September 18, 2020

7 Cara Kreatif Employee Engagement untuk Memikat Karyawan Milenial

1  comments

By Edy Nugroho

“A true gentleman never leaves his lady”

Un vero cavaliere non lascia mai una signora, begitulah kalimat itu dalam bahasa aslinya.

Kalimat legendaris dari kapten penuh magis pada tim sepakbola hitam putih bergaris. Alessandro Del Piero, sang kapten dengan julukan sang Pinturicchio, yang telah menggores tinta emas di lega calcio pada tim yang bermarkas di Torino. Tahun 2006 adalah salah satu sejarah kelam dunia sepakbola Italy, secara khusus pada tim yang berjuluk The Old Lady, Juventus. Terbongkarnya skandal besar pengaturan skor yang terkenal dengan sebutan calciopoli dengan aktor utamanya Luciano Mogi. Direktur umum Juventus kala itu terbukti melakukan tindakan illegal dengan ikut campur tangan dalam pemilihan wasit pertandingan.

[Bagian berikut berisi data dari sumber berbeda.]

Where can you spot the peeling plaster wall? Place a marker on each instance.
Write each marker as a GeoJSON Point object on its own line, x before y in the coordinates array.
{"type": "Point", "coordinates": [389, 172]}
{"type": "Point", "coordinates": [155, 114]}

Vonis dijatuhkan, hukuman ditimpakan, status juara dilengserkan. FIGC (PSSI-nya Italia) memutuskan Juventus bersalah dan dihukum turun kasta ke Seri B, memulai kompetisi dengan point minus 9 dan mencopot gelar juara liga Seri A 2004/2005 dan 2005/2006. Sang penguasa Seri A turun ke kasta kedua liga. Petaka!

Sudah jatuh tertimpa tangga, sang juara mendadak ditinggalkan bintang-bintangnya, berpindah ke tim yang dengan tangan terbuka menampungnya. Beruntungnya La Vecchia Signora, eksodus pemain ini tidak diamini oleh 5 bintang utamanya. Dimotori oleh Alessandro Del Piero sang kapten, beberapa pemain utama bertahan tunjukkan komitmen. Mereka adalah Gianluigi Buffon (penjaga gawang nomor 1 Italia kala itu, masih aktif bermain sampai hari ini), Pavel Nedved (kapten timnas Republik Ceko, sekarang menjabat sebagai wakil presiden Juventus), David Trezeguet (striker timnas Perancis), Mauro Camoranesi (sayap kanan timnas Italia). Seri B sebagai kasta kedua bukanlah habitat mereka, banyak tim menunggu tanda tangannya, tapi mereka memilih tidak pindah ke lain hati, bertahan untuk membawa The Old Lady ke tempat seharusnya berkompetisi. Hormat.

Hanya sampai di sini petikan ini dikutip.